The only state that must be retained is the function stack with the task, because if that gets out of sync, the system crashes. But the callback state can be removed.
Here's what is there now:
When something is registered with the function graph tracer, every task gets a shadowed stack. A hook is added to fork to add shadow stacks to new tasks. Once a shadow stack is added to a task, that shadow stack is never removed until the task exits.
When the function is entered, the real return code is stored in the shadow stack and the trampoline address is put in its place.
On return, the trampoline is called, and it will pop off the return code from the shadow stack and return to that.

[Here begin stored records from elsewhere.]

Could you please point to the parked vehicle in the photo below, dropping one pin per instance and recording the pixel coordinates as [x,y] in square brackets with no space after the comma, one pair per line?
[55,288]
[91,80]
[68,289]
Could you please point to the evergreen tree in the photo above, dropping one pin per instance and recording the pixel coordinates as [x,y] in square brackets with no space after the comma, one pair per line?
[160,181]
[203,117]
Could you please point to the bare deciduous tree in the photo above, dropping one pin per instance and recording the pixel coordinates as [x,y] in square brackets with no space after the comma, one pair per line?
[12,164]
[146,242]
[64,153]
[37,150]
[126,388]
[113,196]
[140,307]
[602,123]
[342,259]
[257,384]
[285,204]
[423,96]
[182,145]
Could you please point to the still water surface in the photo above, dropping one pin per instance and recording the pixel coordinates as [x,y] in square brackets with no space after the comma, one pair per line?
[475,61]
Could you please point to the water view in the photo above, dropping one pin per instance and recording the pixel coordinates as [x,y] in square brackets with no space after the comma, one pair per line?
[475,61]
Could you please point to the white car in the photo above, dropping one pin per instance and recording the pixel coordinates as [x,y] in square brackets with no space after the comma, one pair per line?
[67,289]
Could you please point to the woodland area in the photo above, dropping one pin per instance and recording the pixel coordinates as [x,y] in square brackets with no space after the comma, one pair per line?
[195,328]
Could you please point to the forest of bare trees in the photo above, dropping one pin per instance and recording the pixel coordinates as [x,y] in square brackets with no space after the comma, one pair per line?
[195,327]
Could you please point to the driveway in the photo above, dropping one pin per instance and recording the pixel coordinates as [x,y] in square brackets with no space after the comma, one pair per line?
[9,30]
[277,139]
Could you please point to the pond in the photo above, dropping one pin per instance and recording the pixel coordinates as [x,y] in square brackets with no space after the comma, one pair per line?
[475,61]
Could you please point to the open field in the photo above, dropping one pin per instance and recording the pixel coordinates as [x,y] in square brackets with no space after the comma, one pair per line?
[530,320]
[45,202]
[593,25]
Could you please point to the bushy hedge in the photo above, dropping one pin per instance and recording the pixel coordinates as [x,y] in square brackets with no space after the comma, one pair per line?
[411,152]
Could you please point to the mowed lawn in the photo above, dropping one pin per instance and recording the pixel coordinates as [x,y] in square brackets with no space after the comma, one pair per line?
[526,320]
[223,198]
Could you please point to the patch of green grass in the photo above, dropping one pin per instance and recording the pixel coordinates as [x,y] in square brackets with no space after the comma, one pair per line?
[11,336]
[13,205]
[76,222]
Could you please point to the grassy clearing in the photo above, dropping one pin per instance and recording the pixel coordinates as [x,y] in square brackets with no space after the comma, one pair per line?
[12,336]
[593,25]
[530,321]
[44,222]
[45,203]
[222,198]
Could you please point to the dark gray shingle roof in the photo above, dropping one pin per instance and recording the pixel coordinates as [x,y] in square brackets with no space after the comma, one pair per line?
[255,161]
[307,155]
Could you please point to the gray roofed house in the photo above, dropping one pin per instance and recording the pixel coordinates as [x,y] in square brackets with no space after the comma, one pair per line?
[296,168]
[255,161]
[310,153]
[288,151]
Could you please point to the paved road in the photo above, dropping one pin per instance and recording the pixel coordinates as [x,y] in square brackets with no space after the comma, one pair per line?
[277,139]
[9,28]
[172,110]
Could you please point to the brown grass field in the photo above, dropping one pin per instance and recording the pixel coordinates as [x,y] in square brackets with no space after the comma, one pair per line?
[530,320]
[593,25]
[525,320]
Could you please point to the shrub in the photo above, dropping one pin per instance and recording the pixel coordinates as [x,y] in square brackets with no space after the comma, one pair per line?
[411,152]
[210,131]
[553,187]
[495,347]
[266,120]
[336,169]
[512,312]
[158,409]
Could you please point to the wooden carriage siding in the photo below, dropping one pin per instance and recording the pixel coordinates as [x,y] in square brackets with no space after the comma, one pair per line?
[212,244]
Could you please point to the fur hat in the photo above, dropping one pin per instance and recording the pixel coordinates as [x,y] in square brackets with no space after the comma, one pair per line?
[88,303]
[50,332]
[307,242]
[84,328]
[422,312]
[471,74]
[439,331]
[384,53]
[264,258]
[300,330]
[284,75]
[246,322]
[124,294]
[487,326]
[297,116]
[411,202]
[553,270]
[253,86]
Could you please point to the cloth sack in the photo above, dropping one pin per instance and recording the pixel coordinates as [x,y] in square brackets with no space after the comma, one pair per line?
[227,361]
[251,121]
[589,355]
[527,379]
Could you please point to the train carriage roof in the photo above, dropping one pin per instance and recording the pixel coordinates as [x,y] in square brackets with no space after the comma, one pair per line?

The issue with multiple users, is that different users may want to trace different functions. On entry, the user could say it doesn't want to trace the current function, and the return part must not be called on exit. Keeping track of which user needs the return called is the tricky part.
Here's what I plan on implementing:
Along with a shadow stack, I was going to add a 4096 byte (one page) array that holds 64 8 byte masks to every task as well. This will allow 64 simultaneous users (which is rather extreme). If we need to support more, we could allocate another page for all tasks. The 8 byte mask will represent each depth (allowing to do this for 64 function call stack depth, which should also be enough).
Each user will be assigned one of the masks. Each bit in the mask represents the depth of the shadow stack. When a function is called, each user registered with the function graph tracer will get called (if they asked to be called for this function, via the ftrace_ops hashes) and if they want to trace the function, then the bit is set in the mask for that stack depth.
When the function exits the function and we pop off the return code from the shadow stack, we then look at all the bits set for the corresponding users, and call their return callbacks, and ignore anything that is not set.
When a user is unregistered, it the corresponding bits that represent it are cleared, and it the return callback will not be called. But the tasks being traced will still have their shadow stack to allow it to get back to normal.
I'll hopefully have a prototype ready by plumbers.
Why do we need multiple users? It would be a lot simpler if we could just enforce a single user per fgraphed/kretprobed function (and return -EBUSY if it's already being traced/probed).
And this too will require each architecture to probably change. As a side project to this, I'm going to try to consolidate the function graph code among all the architectures as well. Not an easy task.
Do you mean implementing HAVE_FUNCTION_GRAPH_RET_ADDR_PTR for all the arches? If so, I think have an old crusty patch which attempted to that. I could try to dig it up if you're interested.